No it's because Qualcomm owns the LTE market. In order to sell a phone with LTE you have to buy a baseband from Qualcomm since they make the only capable LTE chips on the market. Qualcomm (i.e., it's foundries) have been capacity constrained for at least a year now so they can insist you buy their entire SoC with integrate LTE baseband if you want an LTE chip. (That's ignoring the fact that you usually have less power consumption if your baseband and SoC are on the same die.)
Samsung's latest Galaxy S3 now comes with Exynos quad core with LTE, so your information is outdated.
AMD management made some bad decisions, then got rid of all the people who argued against those decisions. Now they are going to cut costs by firing the engineers who could develop new products. It is now inevitable: AMD is doomed.

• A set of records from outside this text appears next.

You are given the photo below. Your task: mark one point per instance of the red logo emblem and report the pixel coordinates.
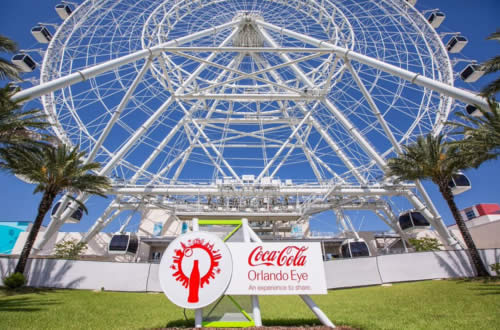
(193, 255)
(289, 256)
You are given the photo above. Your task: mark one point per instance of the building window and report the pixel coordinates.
(470, 214)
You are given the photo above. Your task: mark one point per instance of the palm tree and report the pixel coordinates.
(491, 66)
(17, 127)
(7, 69)
(430, 158)
(54, 170)
(481, 134)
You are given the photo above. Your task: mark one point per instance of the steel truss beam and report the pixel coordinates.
(324, 48)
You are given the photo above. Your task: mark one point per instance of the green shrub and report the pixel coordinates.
(70, 249)
(14, 281)
(495, 268)
(425, 244)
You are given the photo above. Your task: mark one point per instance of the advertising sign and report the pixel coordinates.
(195, 269)
(277, 269)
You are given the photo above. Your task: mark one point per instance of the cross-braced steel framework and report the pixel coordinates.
(244, 108)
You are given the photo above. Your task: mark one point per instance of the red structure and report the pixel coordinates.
(479, 210)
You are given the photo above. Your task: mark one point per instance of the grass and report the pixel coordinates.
(457, 304)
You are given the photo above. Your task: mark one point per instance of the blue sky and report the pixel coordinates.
(475, 21)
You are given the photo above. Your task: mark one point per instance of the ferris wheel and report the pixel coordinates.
(282, 108)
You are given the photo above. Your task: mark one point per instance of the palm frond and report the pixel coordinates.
(428, 158)
(491, 89)
(55, 169)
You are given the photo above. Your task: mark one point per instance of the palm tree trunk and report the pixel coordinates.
(43, 208)
(476, 259)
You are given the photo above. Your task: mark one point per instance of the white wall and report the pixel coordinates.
(340, 273)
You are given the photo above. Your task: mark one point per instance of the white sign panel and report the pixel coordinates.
(277, 269)
(195, 269)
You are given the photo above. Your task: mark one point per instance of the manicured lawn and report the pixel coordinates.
(419, 305)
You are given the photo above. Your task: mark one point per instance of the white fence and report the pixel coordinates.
(341, 273)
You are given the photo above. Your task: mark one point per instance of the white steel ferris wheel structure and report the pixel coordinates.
(248, 108)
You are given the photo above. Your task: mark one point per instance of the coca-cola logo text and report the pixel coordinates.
(289, 256)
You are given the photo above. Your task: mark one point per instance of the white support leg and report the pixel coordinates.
(317, 311)
(198, 318)
(255, 299)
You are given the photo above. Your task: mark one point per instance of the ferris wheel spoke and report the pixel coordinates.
(414, 78)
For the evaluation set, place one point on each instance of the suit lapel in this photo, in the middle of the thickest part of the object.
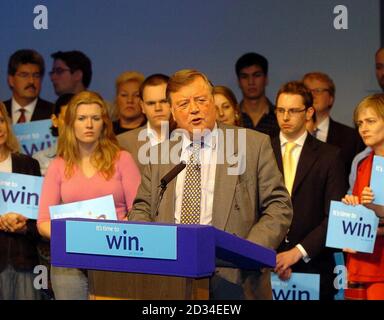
(276, 146)
(225, 184)
(307, 158)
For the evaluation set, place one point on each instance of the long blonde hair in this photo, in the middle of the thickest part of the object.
(11, 144)
(107, 149)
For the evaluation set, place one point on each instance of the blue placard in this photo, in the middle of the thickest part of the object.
(121, 239)
(20, 193)
(377, 180)
(352, 227)
(300, 286)
(34, 136)
(97, 208)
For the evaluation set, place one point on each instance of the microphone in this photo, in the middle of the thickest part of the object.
(167, 179)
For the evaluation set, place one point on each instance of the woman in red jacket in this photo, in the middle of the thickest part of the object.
(365, 270)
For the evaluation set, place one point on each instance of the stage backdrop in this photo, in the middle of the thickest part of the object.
(152, 36)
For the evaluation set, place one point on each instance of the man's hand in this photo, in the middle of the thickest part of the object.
(286, 259)
(13, 222)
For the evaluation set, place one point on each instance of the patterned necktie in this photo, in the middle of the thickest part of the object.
(191, 202)
(22, 118)
(315, 132)
(289, 166)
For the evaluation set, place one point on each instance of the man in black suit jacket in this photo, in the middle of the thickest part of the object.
(318, 178)
(25, 73)
(328, 130)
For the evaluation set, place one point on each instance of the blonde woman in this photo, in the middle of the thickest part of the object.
(365, 270)
(18, 235)
(89, 164)
(130, 115)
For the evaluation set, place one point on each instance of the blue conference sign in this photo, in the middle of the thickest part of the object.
(121, 239)
(300, 286)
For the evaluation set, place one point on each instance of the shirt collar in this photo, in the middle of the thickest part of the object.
(28, 108)
(299, 141)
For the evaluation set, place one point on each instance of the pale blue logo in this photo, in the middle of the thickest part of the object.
(352, 227)
(97, 208)
(300, 286)
(121, 239)
(377, 180)
(20, 193)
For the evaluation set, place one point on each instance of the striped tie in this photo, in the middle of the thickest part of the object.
(191, 202)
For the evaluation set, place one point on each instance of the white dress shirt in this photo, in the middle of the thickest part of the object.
(6, 165)
(29, 108)
(322, 130)
(153, 137)
(208, 159)
(296, 156)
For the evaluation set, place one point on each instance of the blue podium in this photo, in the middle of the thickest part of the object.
(130, 260)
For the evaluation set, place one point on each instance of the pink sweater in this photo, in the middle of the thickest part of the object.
(57, 189)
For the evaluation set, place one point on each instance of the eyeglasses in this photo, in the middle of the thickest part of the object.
(26, 75)
(291, 112)
(318, 90)
(185, 103)
(58, 71)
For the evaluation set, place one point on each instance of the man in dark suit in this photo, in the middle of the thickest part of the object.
(155, 106)
(245, 197)
(314, 175)
(328, 130)
(25, 74)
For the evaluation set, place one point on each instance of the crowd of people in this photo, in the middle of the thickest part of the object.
(298, 159)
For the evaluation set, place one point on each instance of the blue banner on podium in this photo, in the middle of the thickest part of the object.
(97, 208)
(300, 286)
(352, 227)
(20, 193)
(377, 180)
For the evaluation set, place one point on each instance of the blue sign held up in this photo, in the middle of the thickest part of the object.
(377, 180)
(123, 240)
(300, 286)
(97, 208)
(34, 136)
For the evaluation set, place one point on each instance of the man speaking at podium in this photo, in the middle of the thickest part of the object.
(231, 181)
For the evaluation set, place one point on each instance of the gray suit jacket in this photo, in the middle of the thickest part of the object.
(254, 205)
(129, 141)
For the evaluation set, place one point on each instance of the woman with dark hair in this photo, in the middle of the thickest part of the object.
(18, 234)
(45, 156)
(89, 164)
(366, 270)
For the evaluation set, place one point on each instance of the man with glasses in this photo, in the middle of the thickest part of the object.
(155, 106)
(253, 204)
(328, 130)
(314, 175)
(25, 74)
(71, 72)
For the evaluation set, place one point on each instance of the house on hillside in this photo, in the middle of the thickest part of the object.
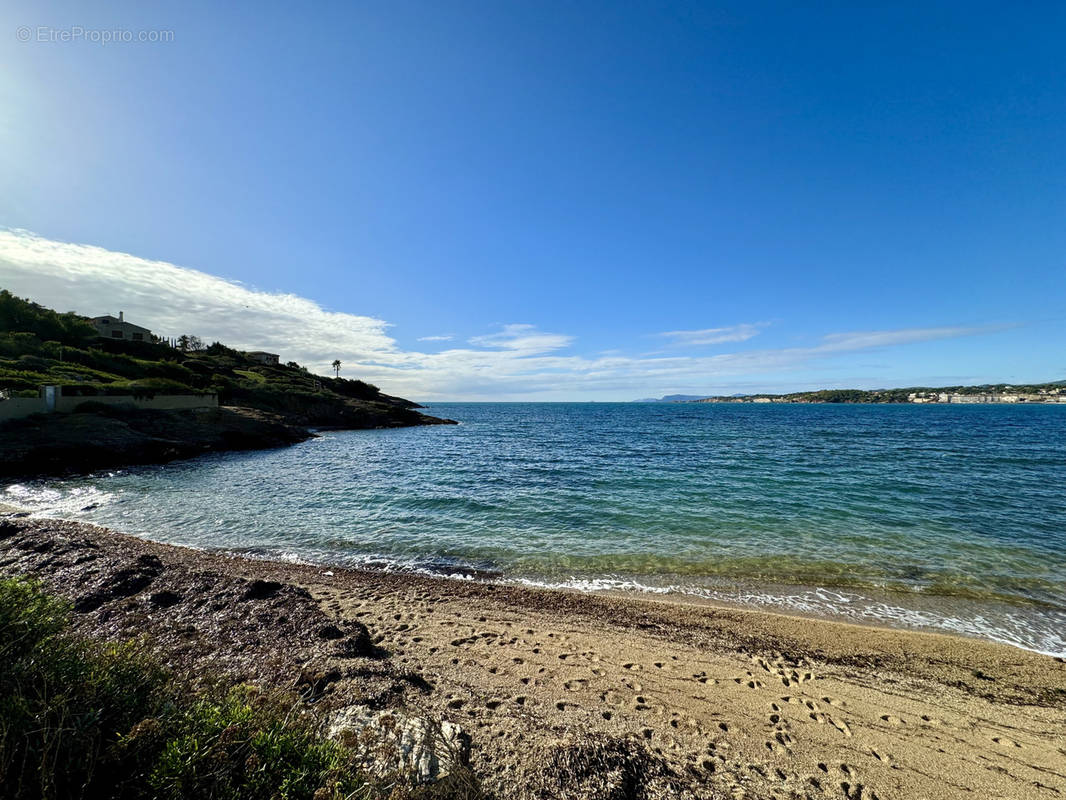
(271, 360)
(111, 328)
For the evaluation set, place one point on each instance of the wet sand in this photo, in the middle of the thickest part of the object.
(728, 703)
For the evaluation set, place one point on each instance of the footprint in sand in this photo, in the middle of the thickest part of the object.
(840, 725)
(1004, 741)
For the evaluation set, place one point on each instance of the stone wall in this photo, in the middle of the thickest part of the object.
(16, 408)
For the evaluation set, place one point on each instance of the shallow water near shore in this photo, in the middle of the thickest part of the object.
(940, 517)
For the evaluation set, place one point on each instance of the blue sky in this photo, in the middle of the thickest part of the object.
(590, 201)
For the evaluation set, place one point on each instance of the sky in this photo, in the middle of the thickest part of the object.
(549, 201)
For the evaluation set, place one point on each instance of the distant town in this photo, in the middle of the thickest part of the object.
(1044, 393)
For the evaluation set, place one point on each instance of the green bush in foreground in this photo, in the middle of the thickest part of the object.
(80, 719)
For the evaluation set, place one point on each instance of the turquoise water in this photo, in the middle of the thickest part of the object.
(949, 517)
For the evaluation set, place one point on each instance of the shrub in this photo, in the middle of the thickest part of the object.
(63, 702)
(80, 719)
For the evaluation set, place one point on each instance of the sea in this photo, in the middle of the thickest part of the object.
(935, 517)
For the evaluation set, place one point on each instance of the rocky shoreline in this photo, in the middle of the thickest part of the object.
(571, 696)
(110, 438)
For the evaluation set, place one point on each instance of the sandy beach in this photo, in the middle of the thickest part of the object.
(715, 702)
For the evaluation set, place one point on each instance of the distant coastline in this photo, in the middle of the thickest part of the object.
(1000, 393)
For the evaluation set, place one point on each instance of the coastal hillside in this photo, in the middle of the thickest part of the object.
(261, 401)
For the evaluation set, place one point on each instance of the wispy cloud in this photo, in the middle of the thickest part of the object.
(515, 361)
(522, 338)
(713, 335)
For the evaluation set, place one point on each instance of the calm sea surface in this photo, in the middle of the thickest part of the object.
(946, 517)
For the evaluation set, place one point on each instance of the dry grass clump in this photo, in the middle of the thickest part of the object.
(602, 767)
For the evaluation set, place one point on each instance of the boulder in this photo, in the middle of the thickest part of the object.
(396, 742)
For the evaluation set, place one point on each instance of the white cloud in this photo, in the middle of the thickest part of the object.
(714, 335)
(516, 362)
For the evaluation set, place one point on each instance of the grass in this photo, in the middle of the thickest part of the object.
(84, 719)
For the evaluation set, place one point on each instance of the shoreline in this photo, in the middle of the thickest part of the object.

"Unless the entire board and their puppets are removed in the next week or two, the little chance AMD has now will vanish. There is no up side here."
AMD's layoffs target engineering -- Board incompetence dooms the company
"AMD senior management, or (mis)management, as we are now calling them, have delayed the roadmap past the critical point. Project Win was survivable, barely. The churn of technical talent made things worse, far worse, and put the company at the breaking point. Layoffs sapped confidence, and senior management was negligent in not messaging a damn thing to those who mattered internally and externally. The cuts that will follow ensure that the plans in place are not achievable, and SemiAccurate can not see AMD surviving at this point."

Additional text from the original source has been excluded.